I would have said a better way to phrase it would be ... to collect the signatures of people which could be appended to a document that doubts the reality of human-induced climate change.

I sincerely doubt many of the signatories were scientists involved in climate change or in fact scientists at all. I have argued this point before and the typical response is that it doesn't take much knowledge to see how false global warming is.

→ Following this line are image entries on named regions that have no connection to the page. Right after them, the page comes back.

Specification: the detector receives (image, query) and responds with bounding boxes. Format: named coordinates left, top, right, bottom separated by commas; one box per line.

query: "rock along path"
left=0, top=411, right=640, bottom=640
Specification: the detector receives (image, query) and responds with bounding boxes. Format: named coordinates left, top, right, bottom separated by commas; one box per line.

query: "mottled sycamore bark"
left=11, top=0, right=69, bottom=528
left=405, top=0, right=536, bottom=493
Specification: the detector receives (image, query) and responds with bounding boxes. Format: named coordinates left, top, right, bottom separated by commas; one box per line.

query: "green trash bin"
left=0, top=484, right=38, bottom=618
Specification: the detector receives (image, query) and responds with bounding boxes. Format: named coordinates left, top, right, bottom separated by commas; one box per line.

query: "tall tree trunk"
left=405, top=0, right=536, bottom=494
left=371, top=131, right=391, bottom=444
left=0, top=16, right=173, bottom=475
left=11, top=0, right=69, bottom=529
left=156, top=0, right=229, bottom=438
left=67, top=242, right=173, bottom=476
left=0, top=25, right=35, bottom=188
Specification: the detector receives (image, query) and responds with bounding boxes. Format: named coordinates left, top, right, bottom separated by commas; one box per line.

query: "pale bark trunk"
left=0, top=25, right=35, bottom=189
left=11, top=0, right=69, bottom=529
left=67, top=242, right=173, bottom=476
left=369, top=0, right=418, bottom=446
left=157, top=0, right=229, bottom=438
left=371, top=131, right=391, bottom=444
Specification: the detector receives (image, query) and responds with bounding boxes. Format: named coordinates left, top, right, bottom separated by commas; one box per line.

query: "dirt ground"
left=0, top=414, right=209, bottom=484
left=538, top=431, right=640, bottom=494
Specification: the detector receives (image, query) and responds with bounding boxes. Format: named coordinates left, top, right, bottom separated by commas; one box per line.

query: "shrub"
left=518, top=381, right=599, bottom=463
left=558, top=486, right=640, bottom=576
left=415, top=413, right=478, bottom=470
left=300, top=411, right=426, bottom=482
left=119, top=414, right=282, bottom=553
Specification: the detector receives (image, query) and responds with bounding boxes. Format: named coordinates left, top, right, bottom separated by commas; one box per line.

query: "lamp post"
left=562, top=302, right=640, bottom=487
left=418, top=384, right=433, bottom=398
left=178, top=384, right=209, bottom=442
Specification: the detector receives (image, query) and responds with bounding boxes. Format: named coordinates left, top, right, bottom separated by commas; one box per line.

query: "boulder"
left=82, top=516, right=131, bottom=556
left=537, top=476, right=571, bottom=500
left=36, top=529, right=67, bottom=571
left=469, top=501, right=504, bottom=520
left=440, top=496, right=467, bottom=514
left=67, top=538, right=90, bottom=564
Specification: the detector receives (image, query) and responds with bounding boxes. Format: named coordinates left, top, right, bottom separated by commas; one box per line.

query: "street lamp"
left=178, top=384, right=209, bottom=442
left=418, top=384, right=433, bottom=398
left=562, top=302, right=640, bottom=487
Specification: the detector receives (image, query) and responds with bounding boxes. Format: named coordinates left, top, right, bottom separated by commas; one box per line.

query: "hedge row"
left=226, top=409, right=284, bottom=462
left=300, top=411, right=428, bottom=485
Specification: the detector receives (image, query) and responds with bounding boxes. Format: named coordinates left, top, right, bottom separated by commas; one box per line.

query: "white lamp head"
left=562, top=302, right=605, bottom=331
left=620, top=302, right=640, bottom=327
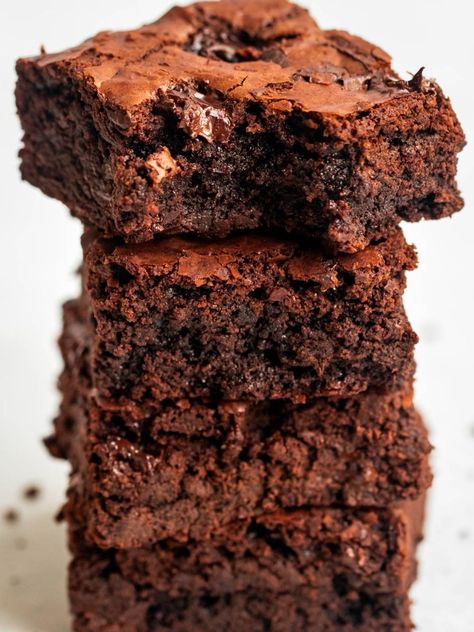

Against such logic the Gods themselves contend in vain.

John

By John Cross (not verified) on 13 Jun 2008 #permalink

@ #10: That the position of Rudy Baum and ACS on open-access is more in line with conservative/free market/republican views than with liberal/communist/tree hugger views only makes his opinions on JPANDS, MIlloy, and the right-wing war on science all the more relevant and compelling. In other words, clearly Baum is no flaming liberal, and the ACS is no Union of Concerned Scientists, yet even he is so outraged by JPANDS, OISM, and climate change denialism that he's criticizing them openly in C&E News.

By Yilloslime (not verified) on 13 Jun 2008 #permalink

Yilloslime, well said.

By Marion Delgado (not verified) on 15 Jun 2008 #permalink

Yilloslime, I see your point. But should we set become so desperate for confirmation that we reach out to people who have their own anti science problems?

@ 17: Perhaps not, except I don't see anyone reaching out to ACS here. I think the point of all this is just to make note of a situation where people with very different politics can both agree on something. As I was saying above, the fact that people from both the left and the right agree that JPANDS, Milloy, OISM et al are all off the deep end--that fact we all agree on this--makes it a lot harder for these guys to argue that there's a left-wing conspiracy against them.